UAC protection in Security Baseline
Since local accounts are often reused in many environments and are subject to compromise, a recommended policy setting in the security baseline is called Apply UAC restrictions to local accounts on network logons. When the setting is enabled, UAC filters the access tokens when local accounts are used on network logons. It prevents using a local Administrator group account when accessing resources such as C$, etc. This setting is introduced via the registry here:
- Create a new DWORD value called LocalAccountTokenFilterPolicy
- 0—Token filtering is enabled (default setting)
- 1—Elevated tokens are allowed
User Account Control is a security mechanism supporting role-based access and eliminating the age-old problem of making all users local administrators on workstations.

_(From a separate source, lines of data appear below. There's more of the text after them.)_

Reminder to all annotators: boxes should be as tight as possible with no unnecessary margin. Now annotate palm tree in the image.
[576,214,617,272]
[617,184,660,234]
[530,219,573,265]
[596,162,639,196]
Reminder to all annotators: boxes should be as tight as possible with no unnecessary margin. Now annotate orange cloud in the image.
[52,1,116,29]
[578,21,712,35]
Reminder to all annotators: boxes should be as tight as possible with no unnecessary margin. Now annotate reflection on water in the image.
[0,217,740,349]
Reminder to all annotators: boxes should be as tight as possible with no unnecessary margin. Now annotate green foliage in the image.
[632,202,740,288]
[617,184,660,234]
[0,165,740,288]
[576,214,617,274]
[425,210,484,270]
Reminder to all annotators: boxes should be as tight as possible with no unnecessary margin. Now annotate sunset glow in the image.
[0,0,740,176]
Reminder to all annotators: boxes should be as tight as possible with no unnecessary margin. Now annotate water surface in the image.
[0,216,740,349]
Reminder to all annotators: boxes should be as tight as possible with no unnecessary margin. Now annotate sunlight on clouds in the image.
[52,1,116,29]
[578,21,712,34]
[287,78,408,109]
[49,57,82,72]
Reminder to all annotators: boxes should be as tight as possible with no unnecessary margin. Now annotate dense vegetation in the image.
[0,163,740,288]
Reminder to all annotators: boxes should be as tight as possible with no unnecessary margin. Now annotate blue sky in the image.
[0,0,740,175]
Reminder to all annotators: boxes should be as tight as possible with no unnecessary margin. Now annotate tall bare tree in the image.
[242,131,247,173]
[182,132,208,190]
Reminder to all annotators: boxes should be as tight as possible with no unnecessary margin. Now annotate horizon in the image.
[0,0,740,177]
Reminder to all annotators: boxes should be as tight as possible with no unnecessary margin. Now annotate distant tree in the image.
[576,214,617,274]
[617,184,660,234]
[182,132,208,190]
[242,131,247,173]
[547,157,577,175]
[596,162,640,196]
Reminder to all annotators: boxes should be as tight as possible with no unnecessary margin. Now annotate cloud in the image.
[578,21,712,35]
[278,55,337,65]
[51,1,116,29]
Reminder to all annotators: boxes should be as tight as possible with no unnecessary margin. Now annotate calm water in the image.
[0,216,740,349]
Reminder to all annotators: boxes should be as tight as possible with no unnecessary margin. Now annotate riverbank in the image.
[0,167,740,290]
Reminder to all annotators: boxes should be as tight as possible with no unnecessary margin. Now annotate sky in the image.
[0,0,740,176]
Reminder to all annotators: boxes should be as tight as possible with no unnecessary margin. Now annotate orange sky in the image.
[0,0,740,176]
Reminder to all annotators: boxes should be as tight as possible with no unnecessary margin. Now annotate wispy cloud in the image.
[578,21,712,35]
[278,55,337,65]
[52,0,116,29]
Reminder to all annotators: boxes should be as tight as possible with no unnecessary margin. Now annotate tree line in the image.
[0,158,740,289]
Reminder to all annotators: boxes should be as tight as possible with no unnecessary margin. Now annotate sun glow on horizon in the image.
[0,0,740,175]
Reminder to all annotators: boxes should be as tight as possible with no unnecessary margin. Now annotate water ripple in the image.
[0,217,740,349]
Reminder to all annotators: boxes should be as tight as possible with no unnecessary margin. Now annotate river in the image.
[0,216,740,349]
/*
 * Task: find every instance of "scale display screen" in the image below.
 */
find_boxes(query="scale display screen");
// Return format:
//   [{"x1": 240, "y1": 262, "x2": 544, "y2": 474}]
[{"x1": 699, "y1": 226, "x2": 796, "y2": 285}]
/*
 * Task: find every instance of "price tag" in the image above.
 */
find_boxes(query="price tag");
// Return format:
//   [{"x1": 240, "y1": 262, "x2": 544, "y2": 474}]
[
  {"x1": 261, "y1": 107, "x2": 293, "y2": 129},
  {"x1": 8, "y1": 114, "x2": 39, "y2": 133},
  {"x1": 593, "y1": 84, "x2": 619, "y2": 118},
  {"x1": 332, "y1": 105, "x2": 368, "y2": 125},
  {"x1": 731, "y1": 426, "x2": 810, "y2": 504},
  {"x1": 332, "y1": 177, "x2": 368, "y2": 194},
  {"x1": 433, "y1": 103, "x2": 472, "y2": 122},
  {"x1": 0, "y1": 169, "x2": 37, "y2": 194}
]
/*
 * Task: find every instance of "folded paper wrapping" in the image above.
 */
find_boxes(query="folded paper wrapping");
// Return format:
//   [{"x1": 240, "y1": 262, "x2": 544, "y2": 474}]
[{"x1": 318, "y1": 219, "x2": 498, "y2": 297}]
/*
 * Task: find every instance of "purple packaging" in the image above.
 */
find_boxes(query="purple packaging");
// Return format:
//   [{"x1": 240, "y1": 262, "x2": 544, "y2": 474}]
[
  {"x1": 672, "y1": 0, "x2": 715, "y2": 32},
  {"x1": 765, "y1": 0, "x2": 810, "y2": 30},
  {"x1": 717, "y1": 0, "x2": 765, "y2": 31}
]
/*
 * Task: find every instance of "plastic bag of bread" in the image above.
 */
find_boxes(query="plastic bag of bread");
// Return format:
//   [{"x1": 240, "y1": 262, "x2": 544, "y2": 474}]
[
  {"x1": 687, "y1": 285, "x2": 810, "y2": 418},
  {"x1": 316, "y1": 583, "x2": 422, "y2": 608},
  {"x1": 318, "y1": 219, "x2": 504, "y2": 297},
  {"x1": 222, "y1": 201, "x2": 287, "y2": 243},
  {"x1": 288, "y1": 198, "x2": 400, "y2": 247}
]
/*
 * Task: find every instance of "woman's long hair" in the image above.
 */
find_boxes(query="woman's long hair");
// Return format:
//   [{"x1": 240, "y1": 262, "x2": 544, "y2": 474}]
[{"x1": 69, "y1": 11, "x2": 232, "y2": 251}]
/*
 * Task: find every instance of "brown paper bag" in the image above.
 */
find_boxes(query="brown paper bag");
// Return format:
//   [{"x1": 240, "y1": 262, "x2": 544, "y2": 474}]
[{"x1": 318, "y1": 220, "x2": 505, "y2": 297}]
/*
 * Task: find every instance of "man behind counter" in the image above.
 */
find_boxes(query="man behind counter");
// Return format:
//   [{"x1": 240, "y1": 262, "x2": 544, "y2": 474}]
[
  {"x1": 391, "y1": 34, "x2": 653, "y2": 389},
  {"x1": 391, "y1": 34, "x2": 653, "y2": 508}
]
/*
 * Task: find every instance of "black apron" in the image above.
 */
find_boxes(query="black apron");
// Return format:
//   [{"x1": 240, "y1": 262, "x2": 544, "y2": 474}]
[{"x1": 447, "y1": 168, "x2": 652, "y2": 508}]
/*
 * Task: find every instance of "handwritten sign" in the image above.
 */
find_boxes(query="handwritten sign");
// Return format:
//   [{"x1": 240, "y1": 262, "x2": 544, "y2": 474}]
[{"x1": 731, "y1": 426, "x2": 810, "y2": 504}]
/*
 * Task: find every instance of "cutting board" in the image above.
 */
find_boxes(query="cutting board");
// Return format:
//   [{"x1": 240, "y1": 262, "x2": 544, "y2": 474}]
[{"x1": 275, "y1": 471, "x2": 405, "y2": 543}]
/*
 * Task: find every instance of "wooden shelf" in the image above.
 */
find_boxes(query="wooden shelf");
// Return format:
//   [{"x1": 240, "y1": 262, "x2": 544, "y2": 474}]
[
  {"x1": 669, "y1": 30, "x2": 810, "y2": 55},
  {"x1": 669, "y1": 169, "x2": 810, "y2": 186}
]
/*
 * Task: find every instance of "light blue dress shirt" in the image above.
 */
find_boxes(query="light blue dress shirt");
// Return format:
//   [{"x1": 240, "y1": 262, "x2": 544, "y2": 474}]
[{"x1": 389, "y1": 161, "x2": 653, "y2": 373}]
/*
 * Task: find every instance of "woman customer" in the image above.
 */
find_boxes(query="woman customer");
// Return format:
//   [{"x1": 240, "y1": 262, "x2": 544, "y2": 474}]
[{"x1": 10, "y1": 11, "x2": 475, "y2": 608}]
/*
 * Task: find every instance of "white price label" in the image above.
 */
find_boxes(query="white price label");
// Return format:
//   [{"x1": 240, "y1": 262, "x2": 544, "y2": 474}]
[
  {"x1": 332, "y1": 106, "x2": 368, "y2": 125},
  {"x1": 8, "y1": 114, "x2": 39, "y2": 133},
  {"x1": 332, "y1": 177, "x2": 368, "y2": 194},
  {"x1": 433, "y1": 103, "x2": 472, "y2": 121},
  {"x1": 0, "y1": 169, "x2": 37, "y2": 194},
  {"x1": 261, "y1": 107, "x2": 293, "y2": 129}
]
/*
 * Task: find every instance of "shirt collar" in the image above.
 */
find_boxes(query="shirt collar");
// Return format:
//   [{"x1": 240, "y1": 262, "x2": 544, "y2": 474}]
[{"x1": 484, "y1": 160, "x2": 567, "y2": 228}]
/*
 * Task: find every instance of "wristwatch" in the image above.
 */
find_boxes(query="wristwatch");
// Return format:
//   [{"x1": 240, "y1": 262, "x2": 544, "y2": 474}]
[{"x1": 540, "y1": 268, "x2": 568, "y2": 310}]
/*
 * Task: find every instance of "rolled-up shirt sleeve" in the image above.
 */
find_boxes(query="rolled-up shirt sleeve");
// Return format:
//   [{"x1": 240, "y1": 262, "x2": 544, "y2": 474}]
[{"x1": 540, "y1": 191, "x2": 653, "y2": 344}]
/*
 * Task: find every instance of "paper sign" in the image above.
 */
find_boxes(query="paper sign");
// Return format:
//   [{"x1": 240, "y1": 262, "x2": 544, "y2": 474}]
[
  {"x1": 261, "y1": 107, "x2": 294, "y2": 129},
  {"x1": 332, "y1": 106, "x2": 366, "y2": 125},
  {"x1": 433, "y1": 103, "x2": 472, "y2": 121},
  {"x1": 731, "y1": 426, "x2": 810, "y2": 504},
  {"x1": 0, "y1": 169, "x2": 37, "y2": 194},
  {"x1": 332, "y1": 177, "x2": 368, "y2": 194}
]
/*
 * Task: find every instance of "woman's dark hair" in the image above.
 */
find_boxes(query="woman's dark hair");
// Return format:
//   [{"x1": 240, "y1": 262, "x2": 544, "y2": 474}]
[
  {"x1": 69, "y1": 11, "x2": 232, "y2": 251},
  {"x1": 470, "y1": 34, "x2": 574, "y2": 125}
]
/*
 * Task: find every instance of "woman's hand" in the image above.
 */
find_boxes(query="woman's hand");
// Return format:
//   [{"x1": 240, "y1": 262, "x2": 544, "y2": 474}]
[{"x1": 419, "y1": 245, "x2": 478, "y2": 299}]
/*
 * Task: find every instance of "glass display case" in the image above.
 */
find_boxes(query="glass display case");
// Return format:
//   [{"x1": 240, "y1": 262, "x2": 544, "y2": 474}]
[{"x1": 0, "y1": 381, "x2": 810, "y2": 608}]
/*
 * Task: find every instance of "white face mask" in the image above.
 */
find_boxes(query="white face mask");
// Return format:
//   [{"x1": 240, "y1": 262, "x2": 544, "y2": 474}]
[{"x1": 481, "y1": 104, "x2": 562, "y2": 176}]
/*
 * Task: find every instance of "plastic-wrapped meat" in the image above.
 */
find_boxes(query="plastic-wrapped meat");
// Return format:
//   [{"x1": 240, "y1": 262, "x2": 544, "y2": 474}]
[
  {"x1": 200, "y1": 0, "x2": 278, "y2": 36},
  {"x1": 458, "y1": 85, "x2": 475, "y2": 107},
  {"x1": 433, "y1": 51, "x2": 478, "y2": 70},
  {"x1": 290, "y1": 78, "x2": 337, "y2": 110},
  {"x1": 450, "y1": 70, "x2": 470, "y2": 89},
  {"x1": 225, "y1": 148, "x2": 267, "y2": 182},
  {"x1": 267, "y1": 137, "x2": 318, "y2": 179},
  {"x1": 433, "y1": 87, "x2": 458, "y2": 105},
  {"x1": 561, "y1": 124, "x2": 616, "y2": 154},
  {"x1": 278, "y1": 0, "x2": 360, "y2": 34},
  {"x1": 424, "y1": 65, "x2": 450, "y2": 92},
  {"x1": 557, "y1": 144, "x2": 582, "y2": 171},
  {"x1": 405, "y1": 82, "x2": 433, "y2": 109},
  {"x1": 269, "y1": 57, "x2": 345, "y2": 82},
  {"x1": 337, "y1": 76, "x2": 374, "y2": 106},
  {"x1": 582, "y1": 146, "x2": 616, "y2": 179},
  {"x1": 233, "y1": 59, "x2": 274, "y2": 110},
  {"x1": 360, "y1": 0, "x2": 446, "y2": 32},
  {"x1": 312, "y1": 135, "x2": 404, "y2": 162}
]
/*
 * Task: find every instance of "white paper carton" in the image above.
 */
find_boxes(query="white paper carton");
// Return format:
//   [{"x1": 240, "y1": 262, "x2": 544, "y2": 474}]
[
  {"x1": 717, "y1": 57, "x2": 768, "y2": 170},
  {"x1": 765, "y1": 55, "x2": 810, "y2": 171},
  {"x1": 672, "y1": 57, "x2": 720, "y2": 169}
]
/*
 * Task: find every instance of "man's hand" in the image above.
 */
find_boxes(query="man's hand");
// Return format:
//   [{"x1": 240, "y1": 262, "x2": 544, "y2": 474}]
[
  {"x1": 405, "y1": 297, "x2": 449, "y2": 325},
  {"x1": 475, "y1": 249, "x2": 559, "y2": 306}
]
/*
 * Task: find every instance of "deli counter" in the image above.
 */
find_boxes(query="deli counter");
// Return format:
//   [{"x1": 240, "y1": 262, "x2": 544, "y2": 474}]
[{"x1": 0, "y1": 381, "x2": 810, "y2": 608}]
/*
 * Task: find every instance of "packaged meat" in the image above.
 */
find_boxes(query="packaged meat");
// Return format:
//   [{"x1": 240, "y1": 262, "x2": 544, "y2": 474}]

In addition, it helps to decrease the damage that can be inflicted by malware and other malicious programs and helps to support compliance and other security initiatives. However, in some environments, admins can use Group Policy to disable UAC.
The new authentication methods using PIN and Windows Hello help to provide additional passwordless authentication options for administrator accounts, and many of the settings can be controlled using Group Policy in a domain environment.